Some people at Bell Labs felt exactly the opposite of the way you feel.
Because of their feelings, they invented C.

-- 
Norman Diamond, Nihon DEC     diamond@tkou02.enet.dec.com
This is me speaking.  If you want to hear the company speak, you need DECtalk.

peter@ficc.ferranti.com (Peter da Silva) (07/16/90)

In article <56704@lanl.gov> jlg@lanl.gov (Jim Giles) writes:
[lookup table]
> Works just fine (but still slower than the assemble - by a lot) - provided
> that you are doing parity checking of something _small_, like a single
> byte.  The table gets kind of large for a 32-bit integer.

Luckily, parity is conserved. Thus you can use the byte lookup table 4 times
over the word. If things are getting tight enough and you're working on a hot
spot, then break out the assembler (but leave the original code ifdeffed in).

Harder to do with checksums, though.
-- 
Peter da Silva.   `-_-'
+1 713 274 5180.
<peter@ficc.ferranti.com>

njk@diku.dk (Niels J|rgen Kruse) (07/16/90)

peter@ficc.ferranti.com (Peter da Silva) writes:

}In article <56704@lanl.gov> jlg@lanl.gov (Jim Giles) writes:
}[lookup table]
}> Works just fine (but still slower than the assemble - by a lot) - provided
}> that you are doing parity checking of something _small_, like a single
}> byte.  The table gets kind of large for a 32-bit integer.

}Luckily, parity is conserved. Thus you can use the byte lookup table 4 times
}over the word.

Better yet, xor the bytes together and then use the fine lookup table.
Parity is just the xor of all the bits in any old order, remember.
-- 
Niels J|rgen Kruse 	DIKU Graduate 	njk@diku.dk

sra@ecs.soton.ac.uk (Stephen Adams) (07/17/90)

In article <1990Jul16.163019.3933@diku.dk> njk@diku.dk (Niels J|rgen Kruse) writes:

 > peter@ficc.ferranti.com (Peter da Silva) writes:
 > 
 > }In article <56704@lanl.gov> jlg@lanl.gov (Jim Giles) writes:
 > }[lookup table]
 > }> Works just fine (but still slower than the assemble - by a lot) - provided
 > }> that you are doing parity checking of something _small_, like a single
 > }> byte.  The table gets kind of large for a 32-bit integer.
 > 
 > }Luckily, parity is conserved. Thus you can use the byte lookup table 4 times
 > }over the word.
 > 
 > Better yet, xor the bytes together and then use the fine lookup table.
 > Parity is just the xor of all the bits in any old order, remember.

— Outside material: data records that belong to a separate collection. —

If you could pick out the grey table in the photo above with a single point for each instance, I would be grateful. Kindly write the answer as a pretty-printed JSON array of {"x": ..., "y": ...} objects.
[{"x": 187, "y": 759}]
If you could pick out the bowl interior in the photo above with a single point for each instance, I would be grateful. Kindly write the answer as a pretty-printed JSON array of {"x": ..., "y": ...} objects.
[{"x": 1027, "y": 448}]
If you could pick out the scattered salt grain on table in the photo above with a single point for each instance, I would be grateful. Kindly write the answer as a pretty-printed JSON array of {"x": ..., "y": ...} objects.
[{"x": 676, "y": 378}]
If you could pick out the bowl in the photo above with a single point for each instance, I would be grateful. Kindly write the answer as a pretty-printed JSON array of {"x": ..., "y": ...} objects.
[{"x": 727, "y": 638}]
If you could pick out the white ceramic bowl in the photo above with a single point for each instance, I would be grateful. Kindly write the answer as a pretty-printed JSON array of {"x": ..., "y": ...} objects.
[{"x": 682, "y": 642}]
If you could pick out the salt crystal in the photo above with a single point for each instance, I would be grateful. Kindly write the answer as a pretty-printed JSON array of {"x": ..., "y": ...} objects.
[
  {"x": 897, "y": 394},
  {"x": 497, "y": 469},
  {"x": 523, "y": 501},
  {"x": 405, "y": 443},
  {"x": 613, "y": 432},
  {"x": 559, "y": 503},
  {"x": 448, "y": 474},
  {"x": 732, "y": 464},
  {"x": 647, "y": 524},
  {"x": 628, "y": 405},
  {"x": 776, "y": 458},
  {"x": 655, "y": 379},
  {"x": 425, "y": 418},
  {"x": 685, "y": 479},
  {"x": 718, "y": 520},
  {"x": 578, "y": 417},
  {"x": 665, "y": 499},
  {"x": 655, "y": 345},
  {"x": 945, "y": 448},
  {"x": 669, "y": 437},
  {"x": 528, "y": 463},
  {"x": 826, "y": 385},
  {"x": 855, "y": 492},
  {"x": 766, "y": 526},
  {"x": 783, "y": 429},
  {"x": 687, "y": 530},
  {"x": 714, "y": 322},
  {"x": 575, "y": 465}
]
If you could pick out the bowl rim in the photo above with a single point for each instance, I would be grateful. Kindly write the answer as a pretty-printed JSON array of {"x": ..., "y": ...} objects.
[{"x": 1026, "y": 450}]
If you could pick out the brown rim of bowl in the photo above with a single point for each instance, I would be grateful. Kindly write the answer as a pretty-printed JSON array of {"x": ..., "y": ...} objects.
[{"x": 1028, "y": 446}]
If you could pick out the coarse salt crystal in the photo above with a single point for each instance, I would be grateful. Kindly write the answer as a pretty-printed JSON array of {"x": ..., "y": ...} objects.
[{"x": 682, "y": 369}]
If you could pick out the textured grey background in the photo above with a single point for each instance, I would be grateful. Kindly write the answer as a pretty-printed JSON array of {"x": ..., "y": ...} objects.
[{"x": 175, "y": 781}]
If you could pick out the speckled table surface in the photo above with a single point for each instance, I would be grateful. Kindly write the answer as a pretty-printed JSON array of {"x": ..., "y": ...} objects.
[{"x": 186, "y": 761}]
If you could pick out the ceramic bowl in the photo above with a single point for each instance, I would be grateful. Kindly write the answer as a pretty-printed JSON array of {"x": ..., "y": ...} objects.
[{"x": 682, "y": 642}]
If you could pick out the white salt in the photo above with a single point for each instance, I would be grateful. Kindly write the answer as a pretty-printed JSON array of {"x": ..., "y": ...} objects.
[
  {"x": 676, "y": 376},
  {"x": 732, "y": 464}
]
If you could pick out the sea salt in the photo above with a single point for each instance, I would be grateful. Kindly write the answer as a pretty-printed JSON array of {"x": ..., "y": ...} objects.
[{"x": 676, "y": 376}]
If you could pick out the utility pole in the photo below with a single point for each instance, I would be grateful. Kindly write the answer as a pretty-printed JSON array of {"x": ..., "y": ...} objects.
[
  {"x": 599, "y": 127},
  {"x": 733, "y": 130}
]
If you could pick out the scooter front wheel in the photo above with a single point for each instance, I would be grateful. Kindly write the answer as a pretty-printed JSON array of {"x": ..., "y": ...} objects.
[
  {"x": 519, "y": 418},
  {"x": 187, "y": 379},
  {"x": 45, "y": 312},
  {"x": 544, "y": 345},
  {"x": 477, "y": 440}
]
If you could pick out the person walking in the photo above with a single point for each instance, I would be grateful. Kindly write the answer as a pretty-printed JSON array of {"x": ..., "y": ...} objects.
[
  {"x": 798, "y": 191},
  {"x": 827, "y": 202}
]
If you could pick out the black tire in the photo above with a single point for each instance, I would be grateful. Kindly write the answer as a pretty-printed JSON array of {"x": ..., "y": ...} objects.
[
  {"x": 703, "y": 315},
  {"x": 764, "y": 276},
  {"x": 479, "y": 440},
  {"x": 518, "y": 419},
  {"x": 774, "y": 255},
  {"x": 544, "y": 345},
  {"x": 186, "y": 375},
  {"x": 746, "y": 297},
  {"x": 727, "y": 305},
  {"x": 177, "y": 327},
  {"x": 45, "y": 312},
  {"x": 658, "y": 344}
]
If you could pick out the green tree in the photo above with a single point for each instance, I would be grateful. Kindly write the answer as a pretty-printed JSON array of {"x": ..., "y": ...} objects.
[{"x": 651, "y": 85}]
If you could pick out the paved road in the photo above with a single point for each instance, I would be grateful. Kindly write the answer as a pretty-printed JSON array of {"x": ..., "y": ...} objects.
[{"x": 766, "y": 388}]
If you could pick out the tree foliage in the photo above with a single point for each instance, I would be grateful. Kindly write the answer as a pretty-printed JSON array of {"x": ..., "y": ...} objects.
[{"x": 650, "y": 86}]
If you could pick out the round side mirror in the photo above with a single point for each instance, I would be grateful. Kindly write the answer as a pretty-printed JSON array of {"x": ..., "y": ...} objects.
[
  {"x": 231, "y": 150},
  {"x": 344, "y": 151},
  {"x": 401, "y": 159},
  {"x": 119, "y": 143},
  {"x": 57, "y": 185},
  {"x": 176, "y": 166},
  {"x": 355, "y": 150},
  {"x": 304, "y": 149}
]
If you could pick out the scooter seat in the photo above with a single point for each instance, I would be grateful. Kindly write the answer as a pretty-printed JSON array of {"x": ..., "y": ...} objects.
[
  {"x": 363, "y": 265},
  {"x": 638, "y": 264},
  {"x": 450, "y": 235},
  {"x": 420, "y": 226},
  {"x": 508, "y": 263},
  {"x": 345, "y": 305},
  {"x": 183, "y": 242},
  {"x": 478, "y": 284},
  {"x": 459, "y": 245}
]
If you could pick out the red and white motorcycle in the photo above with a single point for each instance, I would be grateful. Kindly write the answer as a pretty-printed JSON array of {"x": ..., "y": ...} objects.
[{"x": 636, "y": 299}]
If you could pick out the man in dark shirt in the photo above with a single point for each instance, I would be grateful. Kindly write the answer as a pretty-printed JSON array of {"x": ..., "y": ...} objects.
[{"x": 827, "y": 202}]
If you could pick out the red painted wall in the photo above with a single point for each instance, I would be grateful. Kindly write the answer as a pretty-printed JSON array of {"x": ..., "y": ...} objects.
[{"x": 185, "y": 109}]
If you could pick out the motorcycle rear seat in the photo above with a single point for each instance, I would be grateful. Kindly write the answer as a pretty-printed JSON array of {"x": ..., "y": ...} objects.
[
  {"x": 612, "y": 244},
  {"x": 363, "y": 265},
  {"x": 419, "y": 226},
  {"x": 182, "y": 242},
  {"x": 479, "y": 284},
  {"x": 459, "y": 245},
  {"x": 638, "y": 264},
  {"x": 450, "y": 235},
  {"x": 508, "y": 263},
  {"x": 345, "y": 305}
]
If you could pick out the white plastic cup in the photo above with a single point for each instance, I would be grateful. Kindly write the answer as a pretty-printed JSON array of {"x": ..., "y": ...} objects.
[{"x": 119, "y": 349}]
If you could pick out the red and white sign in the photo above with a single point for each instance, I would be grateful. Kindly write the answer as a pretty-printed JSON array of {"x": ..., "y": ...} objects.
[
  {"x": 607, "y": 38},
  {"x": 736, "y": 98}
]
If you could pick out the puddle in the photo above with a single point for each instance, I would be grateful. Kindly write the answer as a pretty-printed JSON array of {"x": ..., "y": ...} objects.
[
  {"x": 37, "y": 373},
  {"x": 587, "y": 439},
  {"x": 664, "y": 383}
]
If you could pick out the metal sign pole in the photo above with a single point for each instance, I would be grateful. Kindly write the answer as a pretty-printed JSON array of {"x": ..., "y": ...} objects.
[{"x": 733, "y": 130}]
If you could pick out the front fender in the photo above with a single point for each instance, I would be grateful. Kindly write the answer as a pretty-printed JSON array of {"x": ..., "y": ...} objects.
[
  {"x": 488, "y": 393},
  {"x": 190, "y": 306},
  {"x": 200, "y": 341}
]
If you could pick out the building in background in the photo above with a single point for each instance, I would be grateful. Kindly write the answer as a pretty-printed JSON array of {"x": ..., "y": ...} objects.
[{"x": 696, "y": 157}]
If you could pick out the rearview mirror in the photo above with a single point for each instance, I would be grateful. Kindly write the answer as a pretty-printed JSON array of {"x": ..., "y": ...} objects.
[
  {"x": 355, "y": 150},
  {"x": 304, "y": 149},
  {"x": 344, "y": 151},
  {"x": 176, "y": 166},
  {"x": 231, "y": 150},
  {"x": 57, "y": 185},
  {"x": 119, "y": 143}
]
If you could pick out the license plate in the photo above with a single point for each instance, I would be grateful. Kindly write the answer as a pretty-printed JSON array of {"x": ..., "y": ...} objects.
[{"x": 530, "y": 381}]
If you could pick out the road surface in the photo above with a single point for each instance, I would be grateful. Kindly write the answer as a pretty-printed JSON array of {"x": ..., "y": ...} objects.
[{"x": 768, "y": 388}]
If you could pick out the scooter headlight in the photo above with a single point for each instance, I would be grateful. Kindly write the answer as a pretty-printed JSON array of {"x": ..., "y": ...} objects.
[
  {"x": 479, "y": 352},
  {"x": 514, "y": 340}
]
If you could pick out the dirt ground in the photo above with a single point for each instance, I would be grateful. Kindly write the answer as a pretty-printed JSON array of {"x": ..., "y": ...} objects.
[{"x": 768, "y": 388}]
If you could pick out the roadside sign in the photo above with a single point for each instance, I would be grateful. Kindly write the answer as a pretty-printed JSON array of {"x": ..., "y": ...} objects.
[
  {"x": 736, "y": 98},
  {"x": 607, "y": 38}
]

Indeed, you can use this property and `fold' the byte in
half using shift and xor.  Then fold the 4bit word in half
and so on until you have just one bit which is the parity.
The other bits in the word become junk but that doesnt
matter because you just ignore them.  This seems to work
quite fast in practice and doesnt require a lookup table.
On a RISC it should be about as fast as a lookup table as
all the work is done in registers.

	x = datum;
	x^=(x>>4);
	x^=(x>>2);
	x^=(x>>1);
	parity_bit = x&1;

It extends naturally to the 32bit case:

	x = datum;
	x^=(x>>16);
	x^=(x>>8);
	x^=(x>>4);
	x^=(x>>2);
	x^=(x>>1);
	parity_bit = x&1;

If you need to use the parity bit in the correct bit
position then shift the other way (bytes):

	x = datum;
	x^=(x<<4);
	x^=(x<<2);
	x^=(x<<1);
	/*parity_bit = x&0x80;*/
	x^=(x&0x80);   /* force even parity */

--
Stephen Adams                        S.Adams@uk.ac.soton.ecs (JANET)
Computer Science                     S.Adams@ecs.soton.ac.uk (Bitnet)
Southampton SO9 5NH, UK              S.Adams@sot-ecs.uucp    (uucp)

njk@diku.dk (Niels J|rgen Kruse) (07/18/90)

I wrote:
> > Better yet, xor the bytes together and then use the fine lookup table.
> > Parity is just the xor of all the bits in any old order, remember.

sra@ecs.soton.ac.uk (Stephen Adams) writes:
>Indeed, you can use this property and `fold' the byte in
>half using shift and xor.  [and so on]
>On a RISC it should be about as fast as a lookup table as
>all the work is done in registers.

I really doubt that is true in general.

>       x = datum;
>       x^=(x>>4);
>       x^=(x>>2);
>       x^=(x>>1);
>       parity_bit = x&1;

I count 7 operations here, which on a typical RISC require 7 clocks.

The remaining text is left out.